PySpark Drop OrderBy

10.08.2021

Intro

When working with data and viewing, we often want to sort or order our data for easier review. PySpark provides the sort and orderby functions to sort dataframes. In this article, we will learn how to use PySpark OrderBy and Sort.

Setting Up

The quickest way to get started working with python is to use the following docker compose file. Simple create a docker-compose.yml, paste the following code, then run docker-compose up. You will then see a link in the console to open up and access a jupyter notebook.

version: '3'
services:
  spark:
    image: jupyter/pyspark-notebook
    ports:
      - "8888:8888"
      - "4040-4080:4040-4080"
    volumes:
      - ./notebooks:/home/jovyan/work/notebooks/

Using the PySpark Collect

Let's start by creating a Spark Session.

from pyspark.sql import SparkSession

spark = SparkSession.builder.getOrCreate()
WARNING: An illegal reflective access operation has occurred
WARNING: Illegal reflective access by org.apache.spark.unsafe.Platform (file:/usr/local/spark-3.1.2-bin-hadoop3.2/jars/spark-unsafe_2.12-3.1.2.jar) to constructor java.nio.DirectByteBuffer(long,int)
WARNING: Please consider reporting this to the maintainers of org.apache.spark.unsafe.Platform
WARNING: Use --illegal-access=warn to enable warnings of further illegal reflective access operations
WARNING: All illegal access operations will be denied in a future release
21/10/08 16:47:33 WARN NativeCodeLoader: Unable to load native-hadoop library for your platform... using builtin-java classes where applicable
Using Spark's default log4j profile: org/apache/spark/log4j-defaults.properties
Setting default log level to "WARN".
To adjust logging level use sc.setLogLevel(newLevel). For SparkR, use setLogLevel(newLevel).

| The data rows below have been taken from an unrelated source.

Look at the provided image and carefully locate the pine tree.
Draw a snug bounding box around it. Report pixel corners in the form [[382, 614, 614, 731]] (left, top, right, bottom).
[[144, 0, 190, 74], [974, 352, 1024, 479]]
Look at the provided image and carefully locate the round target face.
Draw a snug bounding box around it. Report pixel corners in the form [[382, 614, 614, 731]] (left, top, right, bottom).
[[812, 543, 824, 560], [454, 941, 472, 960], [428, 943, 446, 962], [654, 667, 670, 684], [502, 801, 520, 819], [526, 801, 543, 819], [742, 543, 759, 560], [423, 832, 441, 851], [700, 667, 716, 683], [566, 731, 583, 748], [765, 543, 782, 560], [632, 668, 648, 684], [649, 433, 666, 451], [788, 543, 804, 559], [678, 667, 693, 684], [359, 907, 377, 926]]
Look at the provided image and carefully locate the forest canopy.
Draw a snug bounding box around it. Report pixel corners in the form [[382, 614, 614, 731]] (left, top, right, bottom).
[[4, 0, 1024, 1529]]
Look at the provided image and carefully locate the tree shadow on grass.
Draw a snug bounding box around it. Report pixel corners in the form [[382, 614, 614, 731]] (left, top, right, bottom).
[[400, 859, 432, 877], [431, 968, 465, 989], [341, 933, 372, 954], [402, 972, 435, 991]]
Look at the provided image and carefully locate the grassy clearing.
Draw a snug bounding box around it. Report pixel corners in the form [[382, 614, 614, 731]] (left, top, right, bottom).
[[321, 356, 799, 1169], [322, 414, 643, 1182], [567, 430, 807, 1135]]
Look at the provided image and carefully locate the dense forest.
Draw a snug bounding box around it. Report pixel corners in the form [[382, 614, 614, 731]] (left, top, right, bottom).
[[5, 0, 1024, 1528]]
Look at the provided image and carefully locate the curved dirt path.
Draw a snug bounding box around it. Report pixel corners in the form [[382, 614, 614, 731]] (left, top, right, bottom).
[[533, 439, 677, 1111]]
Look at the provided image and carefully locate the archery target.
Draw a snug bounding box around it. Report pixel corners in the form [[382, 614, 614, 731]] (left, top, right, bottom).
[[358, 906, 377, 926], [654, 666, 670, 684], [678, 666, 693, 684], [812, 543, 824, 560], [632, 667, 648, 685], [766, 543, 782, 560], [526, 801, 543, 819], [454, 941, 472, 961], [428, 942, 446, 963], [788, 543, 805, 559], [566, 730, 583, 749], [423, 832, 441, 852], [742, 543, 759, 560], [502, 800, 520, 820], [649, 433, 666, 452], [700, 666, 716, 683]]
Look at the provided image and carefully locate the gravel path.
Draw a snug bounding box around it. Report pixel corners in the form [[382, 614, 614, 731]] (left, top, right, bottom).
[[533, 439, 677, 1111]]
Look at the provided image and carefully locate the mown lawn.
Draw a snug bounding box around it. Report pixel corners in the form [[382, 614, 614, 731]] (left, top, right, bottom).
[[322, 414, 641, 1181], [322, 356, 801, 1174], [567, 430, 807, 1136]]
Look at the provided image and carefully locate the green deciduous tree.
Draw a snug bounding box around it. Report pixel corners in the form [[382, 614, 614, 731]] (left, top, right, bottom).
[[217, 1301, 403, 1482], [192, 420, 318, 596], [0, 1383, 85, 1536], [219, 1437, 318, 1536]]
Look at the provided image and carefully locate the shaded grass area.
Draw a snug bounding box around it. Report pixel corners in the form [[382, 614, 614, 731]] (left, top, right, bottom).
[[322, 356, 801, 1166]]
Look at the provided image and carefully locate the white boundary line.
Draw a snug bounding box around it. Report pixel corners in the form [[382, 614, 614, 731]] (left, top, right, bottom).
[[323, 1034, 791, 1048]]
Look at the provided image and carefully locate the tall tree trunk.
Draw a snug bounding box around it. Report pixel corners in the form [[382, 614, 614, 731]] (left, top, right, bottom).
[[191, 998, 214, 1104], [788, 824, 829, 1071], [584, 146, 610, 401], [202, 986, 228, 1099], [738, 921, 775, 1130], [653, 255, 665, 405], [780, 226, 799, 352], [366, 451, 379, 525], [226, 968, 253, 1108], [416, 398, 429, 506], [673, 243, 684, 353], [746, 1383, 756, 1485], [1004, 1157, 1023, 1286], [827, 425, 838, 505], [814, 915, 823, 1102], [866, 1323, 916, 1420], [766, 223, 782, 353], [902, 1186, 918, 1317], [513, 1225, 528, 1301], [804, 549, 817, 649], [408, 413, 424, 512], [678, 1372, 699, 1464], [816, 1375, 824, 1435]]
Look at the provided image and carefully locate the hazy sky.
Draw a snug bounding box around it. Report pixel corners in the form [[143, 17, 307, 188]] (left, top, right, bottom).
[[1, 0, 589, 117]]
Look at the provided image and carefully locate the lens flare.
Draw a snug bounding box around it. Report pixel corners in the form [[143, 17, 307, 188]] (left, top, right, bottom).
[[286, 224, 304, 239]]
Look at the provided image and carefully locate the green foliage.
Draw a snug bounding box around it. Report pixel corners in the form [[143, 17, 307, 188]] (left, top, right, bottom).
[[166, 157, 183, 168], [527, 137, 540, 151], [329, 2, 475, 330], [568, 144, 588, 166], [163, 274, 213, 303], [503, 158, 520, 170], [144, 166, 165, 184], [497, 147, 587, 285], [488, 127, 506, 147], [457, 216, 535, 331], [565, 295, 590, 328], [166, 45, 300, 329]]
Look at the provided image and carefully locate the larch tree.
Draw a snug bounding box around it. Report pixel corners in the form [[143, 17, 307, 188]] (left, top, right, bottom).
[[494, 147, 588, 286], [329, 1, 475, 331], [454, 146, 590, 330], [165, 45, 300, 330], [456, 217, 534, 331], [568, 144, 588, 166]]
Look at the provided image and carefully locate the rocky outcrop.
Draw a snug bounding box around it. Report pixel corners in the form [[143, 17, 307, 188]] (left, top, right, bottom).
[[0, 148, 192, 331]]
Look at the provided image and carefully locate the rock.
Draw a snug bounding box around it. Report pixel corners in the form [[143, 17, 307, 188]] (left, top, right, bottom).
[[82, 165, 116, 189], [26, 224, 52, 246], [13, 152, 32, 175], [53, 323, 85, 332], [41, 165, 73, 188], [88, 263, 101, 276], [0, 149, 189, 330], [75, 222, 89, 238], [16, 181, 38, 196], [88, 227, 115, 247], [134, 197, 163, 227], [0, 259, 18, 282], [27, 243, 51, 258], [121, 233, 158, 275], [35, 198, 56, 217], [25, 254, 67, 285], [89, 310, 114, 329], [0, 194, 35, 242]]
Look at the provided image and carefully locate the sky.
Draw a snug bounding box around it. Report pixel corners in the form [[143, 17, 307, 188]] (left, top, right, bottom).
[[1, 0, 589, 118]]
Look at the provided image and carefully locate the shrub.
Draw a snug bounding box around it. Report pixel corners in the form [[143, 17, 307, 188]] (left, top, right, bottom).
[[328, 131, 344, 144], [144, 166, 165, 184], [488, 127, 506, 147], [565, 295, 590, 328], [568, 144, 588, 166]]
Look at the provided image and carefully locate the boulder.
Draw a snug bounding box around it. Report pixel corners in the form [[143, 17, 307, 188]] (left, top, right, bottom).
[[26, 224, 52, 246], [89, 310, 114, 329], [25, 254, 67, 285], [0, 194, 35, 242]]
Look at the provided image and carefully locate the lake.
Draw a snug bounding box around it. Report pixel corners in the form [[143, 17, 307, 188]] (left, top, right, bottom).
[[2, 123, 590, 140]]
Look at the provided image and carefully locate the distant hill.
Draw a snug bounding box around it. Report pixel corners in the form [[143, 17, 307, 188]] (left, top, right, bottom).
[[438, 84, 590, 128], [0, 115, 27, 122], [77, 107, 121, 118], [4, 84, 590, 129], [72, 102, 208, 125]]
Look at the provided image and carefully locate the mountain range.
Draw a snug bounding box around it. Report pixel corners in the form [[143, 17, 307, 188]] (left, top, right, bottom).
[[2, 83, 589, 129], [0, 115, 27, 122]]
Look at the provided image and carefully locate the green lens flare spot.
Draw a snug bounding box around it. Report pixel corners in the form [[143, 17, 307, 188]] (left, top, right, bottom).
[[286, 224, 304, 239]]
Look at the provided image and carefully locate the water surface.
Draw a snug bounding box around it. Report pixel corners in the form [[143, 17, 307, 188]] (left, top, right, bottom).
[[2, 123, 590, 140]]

Now, let's create a dataframe to work with.

rdd = spark.sparkContext.parallelize([    
    ("jan", 2019, 86000,56),
    ("jan", 2020, 71000,30),
    ("jan", 2021, 90000,24),
    
    ("feb", 2019, 99000,40),
    ("feb", 2020, 83000,36),
    ("feb", 2021, 69000,53),
    
    ("mar", 2019, 80000,25),
    ("mar", 2020, 91000,50)
])
df = spark.createDataFrame(rdd, schema = ["month", "year", "total_revenue", "unique_products_sold"])
df.show()
+-----+----+-------------+--------------------+
|month|year|total_revenue|unique_products_sold|
+-----+----+-------------+--------------------+
|  jan|2019|        86000|                  56|
|  jan|2020|        71000|                  30|
|  jan|2021|        90000|                  24|
|  feb|2019|        99000|                  40|
|  feb|2020|        83000|                  36|
|  feb|2021|        69000|                  53|
|  mar|2019|        80000|                  25|
|  mar|2020|        91000|                  50|
+-----+----+-------------+--------------------+

Sorting By Columns

The basic use case is the use the sort method on a dataframe and pass in the names of the columns to sort by. If you pass multiple columns, PySpark will sort the latter columns inside the sorting of the first.

df.sort("year").show()
+-----+----+-------------+--------------------+
|month|year|total_revenue|unique_products_sold|
+-----+----+-------------+--------------------+
|  feb|2019|        99000|                  40|
|  jan|2019|        86000|                  56|
|  mar|2019|        80000|                  25|
|  feb|2020|        83000|                  36|
|  mar|2020|        91000|                  50|
|  jan|2020|        71000|                  30|
|  feb|2021|        69000|                  53|
|  jan|2021|        90000|                  24|
+-----+----+-------------+--------------------+
df.sort("month", "year").show()
+-----+----+-------------+--------------------+
|month|year|total_revenue|unique_products_sold|
+-----+----+-------------+--------------------+
|  feb|2019|        99000|                  40|
|  feb|2020|        83000|                  36|
|  feb|2021|        69000|                  53|
|  jan|2019|        86000|                  56|
|  jan|2020|        71000|                  30|
|  jan|2021|        90000|                  24|
|  mar|2019|        80000|                  25|
|  mar|2020|        91000|                  50|
+-----+----+-------------+--------------------+

We can also use the orderBy method to accomplish the above.

df.orderBy("month", "year").show()
+-----+----+-------------+--------------------+
|month|year|total_revenue|unique_products_sold|
+-----+----+-------------+--------------------+
|  feb|2019|        99000|                  40|
|  feb|2020|        83000|                  36|
|  feb|2021|        69000|                  53|
|  jan|2019|        86000|                  56|
|  jan|2020|        71000|                  30|
|  jan|2021|        90000|                  24|
|  mar|2019|        80000|                  25|
|  mar|2020|        91000|                  50|
+-----+----+-------------+--------------------+

Sorting By Ascending and Descending

To change the direction of the sort, we can use asc and desc methods. These are column methods, so we need to column them on the individual columns. By default the columns will sort asc.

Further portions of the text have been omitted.